Hacker News new | ask | show | jobs
by hyperman1 2177 days ago
A simple way to include performance in the development activities without ending ib premature optimization territory is to introduce timing budgets.

Decide for each operation how long it us allowed to take. E.g. pushing this button reacts in 100ms. Make your tests record these times. Optimize when it becomes clear you're not going to make it.

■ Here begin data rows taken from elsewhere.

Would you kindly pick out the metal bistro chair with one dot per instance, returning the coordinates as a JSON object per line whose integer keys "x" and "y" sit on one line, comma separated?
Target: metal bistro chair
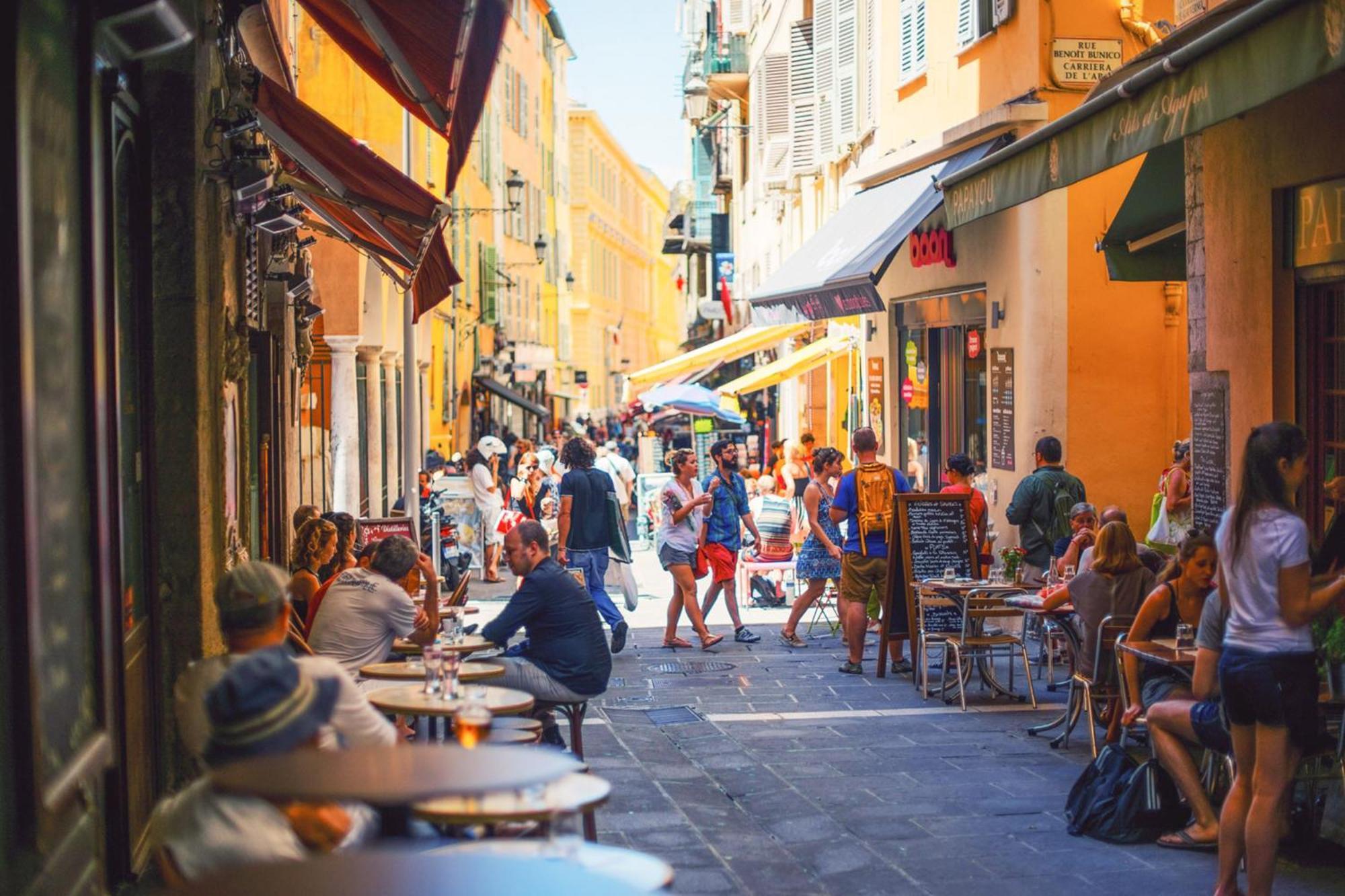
{"x": 974, "y": 645}
{"x": 1104, "y": 684}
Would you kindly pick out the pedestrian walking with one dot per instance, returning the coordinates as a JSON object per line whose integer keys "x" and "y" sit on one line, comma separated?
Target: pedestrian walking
{"x": 1042, "y": 505}
{"x": 1268, "y": 671}
{"x": 724, "y": 533}
{"x": 683, "y": 505}
{"x": 864, "y": 498}
{"x": 820, "y": 559}
{"x": 584, "y": 533}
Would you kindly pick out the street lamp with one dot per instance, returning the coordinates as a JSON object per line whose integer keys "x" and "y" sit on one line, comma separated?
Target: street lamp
{"x": 696, "y": 99}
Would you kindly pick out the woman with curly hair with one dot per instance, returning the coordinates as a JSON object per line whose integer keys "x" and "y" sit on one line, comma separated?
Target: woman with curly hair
{"x": 315, "y": 545}
{"x": 346, "y": 548}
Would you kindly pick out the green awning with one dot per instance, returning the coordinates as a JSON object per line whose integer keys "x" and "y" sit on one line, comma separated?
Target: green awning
{"x": 1148, "y": 237}
{"x": 1249, "y": 56}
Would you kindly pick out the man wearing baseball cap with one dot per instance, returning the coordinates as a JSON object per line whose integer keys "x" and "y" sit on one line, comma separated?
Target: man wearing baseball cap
{"x": 254, "y": 610}
{"x": 264, "y": 705}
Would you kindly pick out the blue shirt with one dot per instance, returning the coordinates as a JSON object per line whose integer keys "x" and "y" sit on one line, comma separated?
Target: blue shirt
{"x": 849, "y": 502}
{"x": 731, "y": 505}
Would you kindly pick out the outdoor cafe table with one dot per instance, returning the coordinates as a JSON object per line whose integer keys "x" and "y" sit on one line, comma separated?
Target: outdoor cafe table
{"x": 470, "y": 645}
{"x": 392, "y": 778}
{"x": 403, "y": 873}
{"x": 471, "y": 670}
{"x": 641, "y": 870}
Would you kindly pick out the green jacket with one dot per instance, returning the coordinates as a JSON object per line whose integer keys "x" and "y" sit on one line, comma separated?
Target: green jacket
{"x": 1032, "y": 509}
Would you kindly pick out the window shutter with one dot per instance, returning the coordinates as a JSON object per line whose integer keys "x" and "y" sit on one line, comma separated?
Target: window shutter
{"x": 802, "y": 99}
{"x": 966, "y": 22}
{"x": 824, "y": 72}
{"x": 848, "y": 72}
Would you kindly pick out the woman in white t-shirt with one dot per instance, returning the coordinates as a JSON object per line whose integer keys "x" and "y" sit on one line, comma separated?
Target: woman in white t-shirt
{"x": 683, "y": 506}
{"x": 1268, "y": 671}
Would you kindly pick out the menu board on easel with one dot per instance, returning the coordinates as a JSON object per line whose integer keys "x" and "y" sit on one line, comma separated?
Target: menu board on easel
{"x": 934, "y": 533}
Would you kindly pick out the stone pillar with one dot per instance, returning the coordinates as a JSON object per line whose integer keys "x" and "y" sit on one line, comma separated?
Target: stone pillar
{"x": 393, "y": 435}
{"x": 345, "y": 425}
{"x": 369, "y": 356}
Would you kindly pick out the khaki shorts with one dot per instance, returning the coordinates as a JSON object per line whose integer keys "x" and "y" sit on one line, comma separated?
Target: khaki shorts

There was an intervieuw with the Intel engineer that got the linux laptops booting in 10s. They budgetted, x seconds for kernel, y seconds for X11, etc. .

3 comments

This can work really well with the modern tools for traffic shaping and CPU-limiting (either in browser or the OS): set budgets for things like different network profiles and run your tests in each one so you don’t have to argue about whether “good enough” on someone’s tricked-out dev workstation will be that way for a wireless user on a 5 year old device while still recognizing that these won’t provide the same experience.
This sounds totally reasonable for a company like Auth0 that has a) a big engineering team and b) tons of people who are depending on their APIs not being slow.

Do you think it's easy enough to get this sort of machinery set up even for small startups?

If you're collecting stats anyway, it's not usually too hard to collect a latency metric and process it.

There's room to argue about methodology (ie client vs server latency, where and how timing probes happen), but just pick something and try to measure no more than 10 phases of the requests (timing probes have costs too), and see what happens. After you have a baseline, you can set targets and/or see how releases change your data.

Why not? It's more a question of attitude than technology.

Measure it any way you want. Take an old pc, drop some monitoring package like zabbix on it, and let it poll the APIs. Log entry and exit time. It wont be perfect, but even the lowest effort measurement is better than nothing at all.

It depends on how fancy you want to get. It could be as simple as a unit test that runs some scenarios a dozen times under a timer and fails if 90 percentile time is greater than the target time.
How do you measure this? Run the item multiple times in different envs and take an average?
While you can make this as complex as you want, even something as statistical abhorrent as simply measuring 1 run on a build server gives you a lot of bang for your buck.

The main idea is to have some way to keep the pulse and notice the worst regressions.

I usually like to set percentile thresholds: bad performance is much more likely to cause user frustration so I’d set something like p50/90/97th values for your supported scenarios (e.g. on a website, you might say “old phone on 3G”, “laptop on WiFi/cable”, and “desktop on fiber”) and treat blowing the top end budget as the most critical: fix in next release if you can’t meet your 97th percentile targets but otherwise every release should incrementally improve.

For network latency, you can set profiles in things like headless Chrome or use the Linux / macOS traffic shaping globally.

Percentile thresholds IMO is the way to go. You'll find things that don't cause problems at P50 to be problematic at higher percentiles, and the higher percentiles are usually where the user pain lies.